Yes, we’re moving out of the Celtic month of the Vine. And, so 30 September is the first day of the month of the Ivy; so it’s time to celebrate with a special meal, special event and/or an awesome ritual. The Vine is the 11th month of the 13 month Celtic year, and the Ivy is renowned for being somewhat of a ‘survivor’ plant.
English name: Ivy
Latin name: Hedera Helix
Month: 30 September – 27 October
Ivy is a popular ornamental plant, much valued for its ability to thrive in shady places, is used to provide excellent groundcover, and to cover unsightly walls, sheds and tree stumps.

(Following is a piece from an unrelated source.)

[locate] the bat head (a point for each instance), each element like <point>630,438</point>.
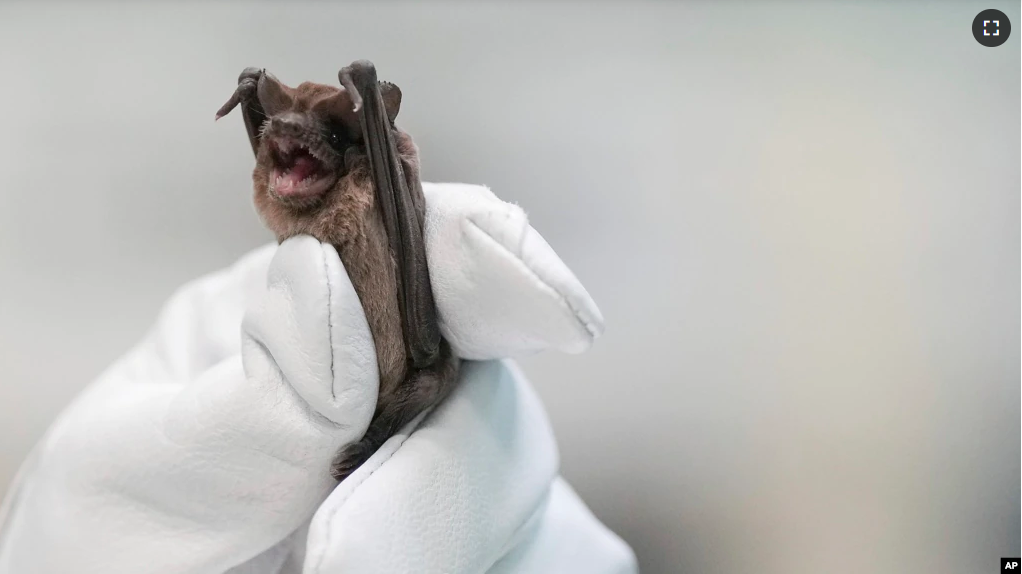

Long collected for winter decorations, Ivy is associated with Christmas and frequently features in festive designs. It is also an important source of food and shelter for wildlife during winter, but is used by them, it is said, as last resort when other food cannot be found.
‘Oh, a dainty plant is the ivy green, That creepeth o’er ruins old! Of right choice food are his meals I ween, In his cell so lone and cold. . . . . Creeping where no life is seen, A rare old plant is the ivy green.’
Ivy gets ‘bad press’, and is often described as a parasite. It’s not. Although it uses trees and buildings for support, it’s not a parasite as it has its own root system and derives nutrients through them, and not through a ‘host’. Neither, so I’m informed, does it (normally) damage sound buildings or walls where it looks amazing, and it is rarely a threat to healthy trees.
In days of old, Ivy used to be carried by women, and especially brides, for friendship, good luck and fidelity. It is said to protect against negativity and disaster. It is also ‘paired’ with holly, especially at Christmas-time, and mentioned together in the old Christmas carol entitled, ‘The Holly and the Ivy’. This, it is said by some, represents man (represented by Holly) and woman (the Ivy), bringing harmony between them at Christmas-time.
Going back further into English history, English taverns would display a sign with an Ivy bush on it, over their doors to indicate the excellence of the ale and spirits supplied within.
‘For ivy climbs the crumbling hall To decorate decay.’ Philip James Bailey
And going back even further, and into Greek history, their priests, who considered it a holy plant, would present a wreath of Ivy to newly-married persons. Ivy has throughout the ages been regarded as the emblem of fidelity. Ofcourse today, many latter-day Celts, eastern-European Christians, Druids and pagans (still) use head-wreaths for special occasions (myself included, at hand-fastings etc. In Welsh such head-wreaths are called dorchau pen. And, I can also make them for you as I do for others, for any special occasion).
Ivy, then, is a hardy survivor, and as this month progresses and the temperature drops, and winter draws ever nearer, it is a great plant to remind and encourage each one of us to maintain deep spirituality in the face of change or adversity.